Es waren gar liebliche Klänge, die am frühen Abend des 26. Juli 2020, ein Sonntag, in unserem Dorf zu hören waren. Eine rauchige und impulsive Stimme legte sich über eine Akkustik-Gitarre, Grooves und Fills und erzählte in Songs mit wunderschönem Timbre Geschichten ….. und bald klang das gar wie eine ganze Band. Ein Konzert gar. Was war da los?
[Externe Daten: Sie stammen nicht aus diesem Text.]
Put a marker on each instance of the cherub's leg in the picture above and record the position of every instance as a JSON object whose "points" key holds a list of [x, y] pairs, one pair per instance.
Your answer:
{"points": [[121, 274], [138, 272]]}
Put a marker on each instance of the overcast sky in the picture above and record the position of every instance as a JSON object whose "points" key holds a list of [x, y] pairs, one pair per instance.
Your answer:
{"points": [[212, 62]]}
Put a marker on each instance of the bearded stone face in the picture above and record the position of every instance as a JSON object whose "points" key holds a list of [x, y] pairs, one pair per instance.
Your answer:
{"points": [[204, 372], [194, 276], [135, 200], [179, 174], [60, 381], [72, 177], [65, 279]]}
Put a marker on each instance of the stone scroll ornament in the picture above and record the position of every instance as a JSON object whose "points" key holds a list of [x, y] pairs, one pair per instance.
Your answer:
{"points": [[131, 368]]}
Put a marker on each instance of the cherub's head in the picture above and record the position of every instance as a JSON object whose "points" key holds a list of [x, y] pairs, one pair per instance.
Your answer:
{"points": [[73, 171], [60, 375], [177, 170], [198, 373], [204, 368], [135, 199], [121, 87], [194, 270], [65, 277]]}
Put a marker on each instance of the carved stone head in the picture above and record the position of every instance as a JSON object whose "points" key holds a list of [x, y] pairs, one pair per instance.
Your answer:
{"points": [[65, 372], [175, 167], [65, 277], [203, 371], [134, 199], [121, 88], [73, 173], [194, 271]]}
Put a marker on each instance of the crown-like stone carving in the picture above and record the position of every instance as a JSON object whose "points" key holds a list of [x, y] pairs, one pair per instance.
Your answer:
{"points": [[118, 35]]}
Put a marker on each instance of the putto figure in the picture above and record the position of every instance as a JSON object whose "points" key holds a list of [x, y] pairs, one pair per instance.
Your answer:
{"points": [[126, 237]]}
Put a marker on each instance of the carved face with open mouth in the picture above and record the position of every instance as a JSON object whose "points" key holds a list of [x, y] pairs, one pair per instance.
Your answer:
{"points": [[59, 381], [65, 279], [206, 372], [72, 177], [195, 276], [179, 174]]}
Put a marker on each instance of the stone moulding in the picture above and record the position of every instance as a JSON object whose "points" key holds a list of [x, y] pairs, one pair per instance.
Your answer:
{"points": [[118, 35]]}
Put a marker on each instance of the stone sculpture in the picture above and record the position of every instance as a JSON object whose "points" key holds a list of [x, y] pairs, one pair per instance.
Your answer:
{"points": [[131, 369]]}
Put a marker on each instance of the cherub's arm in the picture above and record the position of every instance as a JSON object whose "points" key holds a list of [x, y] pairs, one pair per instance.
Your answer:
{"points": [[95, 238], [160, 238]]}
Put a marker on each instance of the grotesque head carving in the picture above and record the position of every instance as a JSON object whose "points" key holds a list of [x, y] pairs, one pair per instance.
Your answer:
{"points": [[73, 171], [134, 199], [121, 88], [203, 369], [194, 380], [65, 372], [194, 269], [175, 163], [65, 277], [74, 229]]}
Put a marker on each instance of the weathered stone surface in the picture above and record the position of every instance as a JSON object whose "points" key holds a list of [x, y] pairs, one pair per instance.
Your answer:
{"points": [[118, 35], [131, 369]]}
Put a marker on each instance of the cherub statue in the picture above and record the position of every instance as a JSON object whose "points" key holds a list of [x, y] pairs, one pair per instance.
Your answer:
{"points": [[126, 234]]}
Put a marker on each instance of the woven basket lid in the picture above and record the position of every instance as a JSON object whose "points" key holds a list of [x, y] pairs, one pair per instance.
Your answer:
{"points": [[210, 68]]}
Mark Gillespie: Supersonic Sunday live @Hetzenholz

Nun ja, da muss ich tatsächlich ein wenig ausholen. Am 26. Juli hatte ich Geburtstag und es war ein runder. Ursprünglich wollte ich am Nürburgring ein 24 Stunden Radrennen fahren, ich wäre mit 49 Jahren aufs Rad gestiegen und mit 50 abgestiegen! Das wäre sicherlich ein großartiges Erlebnis gewesen! Aber -wie in so vielen Dingen- 2020 hat es anders vorgesehen und das Rennen fiel natürlich aus. Es gab ein paar Überlegungen, wie man meinen Geburtstag begehen könnte, die meine Liebste und ich aber letztlich alle verwarfen und rund 10 Tage vor dem Datum waren wir uns immer noch nicht sicher, was wir zu meinem Jubiläum machen würden.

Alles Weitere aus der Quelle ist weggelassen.